Under these circumstances, some are expressing nostalgia for the 2011 elections, in which sitting president Goodluck Jonathan was elected, defeating Muhammadu Buhari. (Elected vice-president in 2007, Jonathan initially became president in 2010 upon the death of President Umaru Yar’Adua.) At the time, international observers proclaimed the elections as a dramatic improvement over those of 2007 (a low bar). Yet, in many ways, the 2011 elections set the stage for the current national crisis.
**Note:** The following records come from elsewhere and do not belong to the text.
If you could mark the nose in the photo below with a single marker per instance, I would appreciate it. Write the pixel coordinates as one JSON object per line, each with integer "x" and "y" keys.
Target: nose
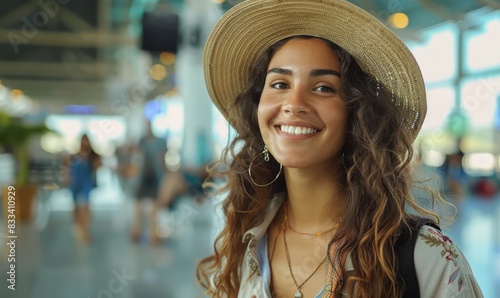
{"x": 297, "y": 102}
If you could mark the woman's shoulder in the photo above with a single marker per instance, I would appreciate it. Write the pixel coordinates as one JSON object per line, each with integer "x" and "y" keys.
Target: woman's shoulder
{"x": 442, "y": 269}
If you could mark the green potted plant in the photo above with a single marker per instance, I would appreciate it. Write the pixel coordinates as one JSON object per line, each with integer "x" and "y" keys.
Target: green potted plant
{"x": 14, "y": 138}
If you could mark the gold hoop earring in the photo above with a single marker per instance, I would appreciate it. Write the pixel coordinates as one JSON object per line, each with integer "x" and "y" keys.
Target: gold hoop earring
{"x": 266, "y": 158}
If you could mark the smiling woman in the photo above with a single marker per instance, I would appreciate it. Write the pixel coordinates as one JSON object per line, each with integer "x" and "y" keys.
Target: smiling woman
{"x": 318, "y": 177}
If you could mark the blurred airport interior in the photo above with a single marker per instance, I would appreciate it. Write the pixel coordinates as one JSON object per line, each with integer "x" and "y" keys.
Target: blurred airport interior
{"x": 112, "y": 69}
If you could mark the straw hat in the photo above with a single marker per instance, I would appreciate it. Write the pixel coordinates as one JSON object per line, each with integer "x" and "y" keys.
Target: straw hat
{"x": 249, "y": 28}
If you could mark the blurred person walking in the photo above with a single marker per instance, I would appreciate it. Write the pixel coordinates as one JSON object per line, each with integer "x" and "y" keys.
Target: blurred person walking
{"x": 83, "y": 167}
{"x": 151, "y": 172}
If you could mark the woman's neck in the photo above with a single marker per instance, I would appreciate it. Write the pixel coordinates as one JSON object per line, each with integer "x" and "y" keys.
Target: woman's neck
{"x": 315, "y": 201}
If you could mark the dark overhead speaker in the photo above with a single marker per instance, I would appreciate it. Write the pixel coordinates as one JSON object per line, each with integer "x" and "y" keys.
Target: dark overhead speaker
{"x": 160, "y": 32}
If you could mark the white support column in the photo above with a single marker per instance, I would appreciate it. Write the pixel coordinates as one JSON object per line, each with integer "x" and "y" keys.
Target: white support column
{"x": 196, "y": 22}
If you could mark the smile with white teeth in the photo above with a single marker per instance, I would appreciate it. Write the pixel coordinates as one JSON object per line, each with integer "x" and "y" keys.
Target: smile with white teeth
{"x": 295, "y": 130}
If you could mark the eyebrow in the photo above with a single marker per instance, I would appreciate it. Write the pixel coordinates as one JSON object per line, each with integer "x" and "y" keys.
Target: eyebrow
{"x": 314, "y": 72}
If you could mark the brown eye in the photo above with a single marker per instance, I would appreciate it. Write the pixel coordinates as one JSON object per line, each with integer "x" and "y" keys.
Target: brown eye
{"x": 326, "y": 89}
{"x": 279, "y": 85}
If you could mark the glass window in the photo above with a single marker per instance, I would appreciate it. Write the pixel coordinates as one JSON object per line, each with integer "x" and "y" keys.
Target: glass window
{"x": 479, "y": 100}
{"x": 482, "y": 44}
{"x": 436, "y": 53}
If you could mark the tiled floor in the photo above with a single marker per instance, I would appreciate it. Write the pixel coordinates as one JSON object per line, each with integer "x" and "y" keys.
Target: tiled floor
{"x": 51, "y": 264}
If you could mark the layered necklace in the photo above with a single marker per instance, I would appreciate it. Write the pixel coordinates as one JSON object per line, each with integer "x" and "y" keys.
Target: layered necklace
{"x": 284, "y": 225}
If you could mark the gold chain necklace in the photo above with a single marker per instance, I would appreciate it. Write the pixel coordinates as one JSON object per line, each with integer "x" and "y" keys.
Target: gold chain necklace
{"x": 298, "y": 293}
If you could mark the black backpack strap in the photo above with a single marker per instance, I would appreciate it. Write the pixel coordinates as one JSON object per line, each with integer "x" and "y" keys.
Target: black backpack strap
{"x": 405, "y": 252}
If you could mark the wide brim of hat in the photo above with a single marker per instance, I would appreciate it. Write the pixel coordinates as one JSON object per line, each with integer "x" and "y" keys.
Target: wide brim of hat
{"x": 249, "y": 28}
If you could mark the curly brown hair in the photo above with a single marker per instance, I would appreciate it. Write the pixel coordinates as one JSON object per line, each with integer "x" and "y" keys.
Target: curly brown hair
{"x": 377, "y": 157}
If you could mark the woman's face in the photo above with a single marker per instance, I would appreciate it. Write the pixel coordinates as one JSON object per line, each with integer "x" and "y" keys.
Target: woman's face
{"x": 301, "y": 116}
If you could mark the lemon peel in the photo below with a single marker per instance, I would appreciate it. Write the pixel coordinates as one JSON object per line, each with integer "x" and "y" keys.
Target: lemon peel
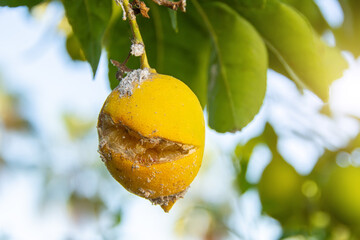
{"x": 151, "y": 136}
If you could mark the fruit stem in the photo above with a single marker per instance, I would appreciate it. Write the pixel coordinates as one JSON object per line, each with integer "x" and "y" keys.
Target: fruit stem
{"x": 136, "y": 32}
Nigerian governance under civilian rule has been characterized by power alternation between the predominately Muslim north and the predominately Christian south. Though enshrined in the governing Peoples Democratic Party (PDP), power alternation was a matter of practice, not of law. In 2011, it was the north’s turn. Jonathan’s decision to run, and his subsequent victory, broke from the power sharing principle, contributing to the alienation of many in the north. As in 2015, the two presidential candidates in 2011 were the Christian Jonathan and the Muslim Buhari. The campaigns were disfigured by appeals to ethnic and religious identities. Buhari won all of the predominately Muslim states, Jonathan won the rest (with one exception). So, the election results seemingly bifurcated the country between a Muslim north and a Christian south.
Nigeria’s constitution requires a successful presidential candidate to win 50 percent plus one vote of the total cast. It also requires the successful candidate to win 25 percent of the vote in two-thirds of the states. Otherwise, there is a runoff between the top two candidates. Since the establishment of civilian rule, no presidential incumbent has been defeated, and there has never been a run-off.
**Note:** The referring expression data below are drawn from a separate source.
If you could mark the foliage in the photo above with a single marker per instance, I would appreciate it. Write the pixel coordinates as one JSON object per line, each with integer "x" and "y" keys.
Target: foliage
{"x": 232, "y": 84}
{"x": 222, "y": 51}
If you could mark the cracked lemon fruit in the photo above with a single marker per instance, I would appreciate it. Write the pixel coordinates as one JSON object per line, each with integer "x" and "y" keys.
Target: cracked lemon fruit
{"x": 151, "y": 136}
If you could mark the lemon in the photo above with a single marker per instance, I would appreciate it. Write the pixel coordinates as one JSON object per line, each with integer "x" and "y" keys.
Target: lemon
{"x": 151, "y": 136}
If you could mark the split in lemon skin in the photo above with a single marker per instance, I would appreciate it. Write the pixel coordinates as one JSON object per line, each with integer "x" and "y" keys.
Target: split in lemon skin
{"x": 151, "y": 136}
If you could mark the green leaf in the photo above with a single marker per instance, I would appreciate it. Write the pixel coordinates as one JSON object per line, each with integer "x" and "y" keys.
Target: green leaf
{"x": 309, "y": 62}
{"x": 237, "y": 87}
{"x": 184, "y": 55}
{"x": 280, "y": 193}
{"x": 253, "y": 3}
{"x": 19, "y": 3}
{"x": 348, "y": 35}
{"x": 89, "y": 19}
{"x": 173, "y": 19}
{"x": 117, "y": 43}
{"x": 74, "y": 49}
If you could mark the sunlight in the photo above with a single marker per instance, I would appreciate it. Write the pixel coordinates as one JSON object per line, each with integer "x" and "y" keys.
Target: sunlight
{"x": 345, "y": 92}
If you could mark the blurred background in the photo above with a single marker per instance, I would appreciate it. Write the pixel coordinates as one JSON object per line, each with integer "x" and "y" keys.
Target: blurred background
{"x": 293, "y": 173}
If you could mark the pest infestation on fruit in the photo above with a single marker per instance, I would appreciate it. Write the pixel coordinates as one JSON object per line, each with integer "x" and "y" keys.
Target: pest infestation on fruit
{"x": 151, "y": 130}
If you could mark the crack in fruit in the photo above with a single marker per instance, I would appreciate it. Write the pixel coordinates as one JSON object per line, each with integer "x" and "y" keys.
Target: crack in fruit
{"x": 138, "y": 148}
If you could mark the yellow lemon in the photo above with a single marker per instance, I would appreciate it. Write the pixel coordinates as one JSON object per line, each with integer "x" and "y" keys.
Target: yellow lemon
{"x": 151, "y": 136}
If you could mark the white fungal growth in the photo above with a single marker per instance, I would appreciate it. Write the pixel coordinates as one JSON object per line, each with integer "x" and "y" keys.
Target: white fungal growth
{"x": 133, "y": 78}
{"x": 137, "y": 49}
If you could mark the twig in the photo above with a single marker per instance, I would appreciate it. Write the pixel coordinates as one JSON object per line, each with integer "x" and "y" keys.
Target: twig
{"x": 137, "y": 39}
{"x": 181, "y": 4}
Rigging has long been a characteristic of Nigerian elections. In 2011, it was less obvious. Polling was better than it had been with more polling stations open on time and supplied with ballots than ever before. However, ballot box stuffing remained. Nigerian civil organizations saw electoral fraud at the collating stations, where individual polling station results are collated. In 2011, the goal of the rigging appears to have been ensuring that Jonathan met the two constitutional requirements for electoral victory.
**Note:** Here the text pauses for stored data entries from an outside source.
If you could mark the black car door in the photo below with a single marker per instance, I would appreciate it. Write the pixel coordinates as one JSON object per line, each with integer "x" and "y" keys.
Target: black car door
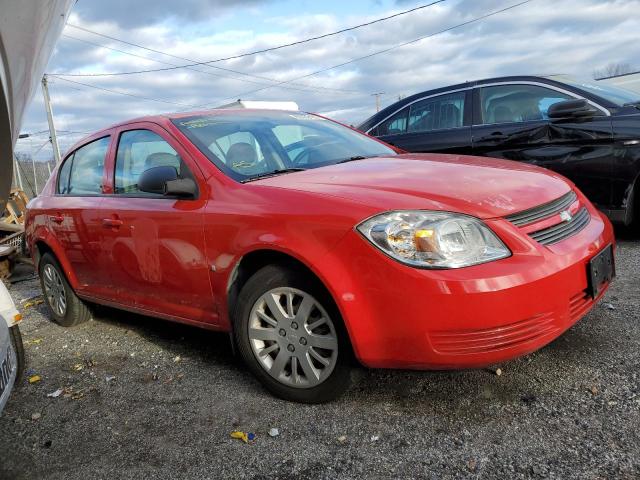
{"x": 440, "y": 123}
{"x": 511, "y": 122}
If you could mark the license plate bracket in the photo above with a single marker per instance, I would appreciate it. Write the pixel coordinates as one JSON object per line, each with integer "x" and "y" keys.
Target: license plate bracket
{"x": 601, "y": 270}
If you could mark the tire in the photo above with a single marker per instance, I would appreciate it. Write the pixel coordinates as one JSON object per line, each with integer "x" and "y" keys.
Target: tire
{"x": 54, "y": 283}
{"x": 301, "y": 330}
{"x": 18, "y": 346}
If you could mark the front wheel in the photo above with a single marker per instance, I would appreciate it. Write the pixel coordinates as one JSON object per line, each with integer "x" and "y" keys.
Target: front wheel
{"x": 290, "y": 335}
{"x": 18, "y": 347}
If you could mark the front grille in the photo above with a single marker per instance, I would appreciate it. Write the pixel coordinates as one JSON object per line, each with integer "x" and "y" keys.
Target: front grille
{"x": 557, "y": 233}
{"x": 542, "y": 211}
{"x": 460, "y": 342}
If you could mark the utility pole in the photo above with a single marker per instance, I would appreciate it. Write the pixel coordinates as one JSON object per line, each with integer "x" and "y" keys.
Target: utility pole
{"x": 17, "y": 169}
{"x": 377, "y": 95}
{"x": 52, "y": 128}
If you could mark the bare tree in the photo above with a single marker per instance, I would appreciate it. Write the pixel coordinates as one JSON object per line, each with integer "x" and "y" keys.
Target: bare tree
{"x": 613, "y": 70}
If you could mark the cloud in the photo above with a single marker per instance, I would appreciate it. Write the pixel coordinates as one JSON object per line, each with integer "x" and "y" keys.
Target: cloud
{"x": 544, "y": 36}
{"x": 128, "y": 13}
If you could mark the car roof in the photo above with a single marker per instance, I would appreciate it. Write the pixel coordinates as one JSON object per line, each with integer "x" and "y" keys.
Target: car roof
{"x": 166, "y": 118}
{"x": 552, "y": 79}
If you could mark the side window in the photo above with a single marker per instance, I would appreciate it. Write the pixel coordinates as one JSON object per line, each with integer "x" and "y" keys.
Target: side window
{"x": 394, "y": 125}
{"x": 437, "y": 113}
{"x": 63, "y": 176}
{"x": 82, "y": 173}
{"x": 138, "y": 151}
{"x": 517, "y": 103}
{"x": 240, "y": 151}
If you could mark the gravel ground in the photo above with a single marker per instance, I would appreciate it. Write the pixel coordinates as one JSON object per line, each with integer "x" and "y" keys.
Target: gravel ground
{"x": 150, "y": 399}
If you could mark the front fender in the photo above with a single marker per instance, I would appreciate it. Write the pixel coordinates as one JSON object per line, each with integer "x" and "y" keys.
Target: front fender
{"x": 8, "y": 311}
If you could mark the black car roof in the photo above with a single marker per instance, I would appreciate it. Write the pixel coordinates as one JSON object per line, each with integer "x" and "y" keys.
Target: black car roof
{"x": 549, "y": 79}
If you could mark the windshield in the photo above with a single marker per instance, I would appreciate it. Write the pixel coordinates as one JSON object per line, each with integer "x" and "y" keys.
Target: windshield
{"x": 617, "y": 95}
{"x": 248, "y": 145}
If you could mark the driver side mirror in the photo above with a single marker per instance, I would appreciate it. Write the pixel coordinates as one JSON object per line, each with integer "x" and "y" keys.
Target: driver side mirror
{"x": 571, "y": 109}
{"x": 164, "y": 181}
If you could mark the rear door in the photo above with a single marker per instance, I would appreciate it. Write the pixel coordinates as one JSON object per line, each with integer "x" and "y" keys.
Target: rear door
{"x": 74, "y": 214}
{"x": 155, "y": 244}
{"x": 511, "y": 122}
{"x": 440, "y": 123}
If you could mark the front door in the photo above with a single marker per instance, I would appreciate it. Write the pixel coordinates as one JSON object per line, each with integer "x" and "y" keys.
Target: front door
{"x": 511, "y": 122}
{"x": 156, "y": 244}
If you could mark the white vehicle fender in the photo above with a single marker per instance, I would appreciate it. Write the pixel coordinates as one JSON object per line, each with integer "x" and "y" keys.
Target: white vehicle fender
{"x": 8, "y": 311}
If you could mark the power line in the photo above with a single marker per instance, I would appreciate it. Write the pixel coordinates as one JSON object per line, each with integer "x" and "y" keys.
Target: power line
{"x": 379, "y": 52}
{"x": 232, "y": 57}
{"x": 304, "y": 89}
{"x": 161, "y": 100}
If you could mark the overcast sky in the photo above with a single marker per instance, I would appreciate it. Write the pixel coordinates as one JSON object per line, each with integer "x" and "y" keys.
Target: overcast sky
{"x": 544, "y": 36}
When Jonathan’s victory was announced in 2011, there was rioting in the north, accompanied by the greatest bloodshed since the 1967-70 civil war. The rioting initially appeared directed against those in the Islamic establishment who had supported the Jonathan candidacy, and later degenerated into ethnic and religious killings.
In 2015, once again the contest pits Jonathan against Buhari. This time, however, the political class is fractured, making election rigging more difficult as a practical matter. There is anecdotal evidence that, once again, there are appeals to ethnic and religious identities. Hence, the results of 2015 are not fore-ordained, as they have been in previous elections. In that sense, the 2015 elections are “real” in a way elections have not been in the past. Wild cards include how elections will occur in the three states under a state of emergency and how the estimated one million internally displaced persons can vote. And then there are the refugees in Cameroon, Chad, and Niger. In the past, these populations would likely have supported Buhari, but if they are unable to vote, Jonathan may have an advantage. On the other hand, many observers are surprised by what seems to be widespread support for Buhari in areas outside the North.
No matter which candidate is declared the winner, there would seem to be plenty of grounds for the loser to reject the results. Hence, anxiety about the upcoming elections is not misplaced.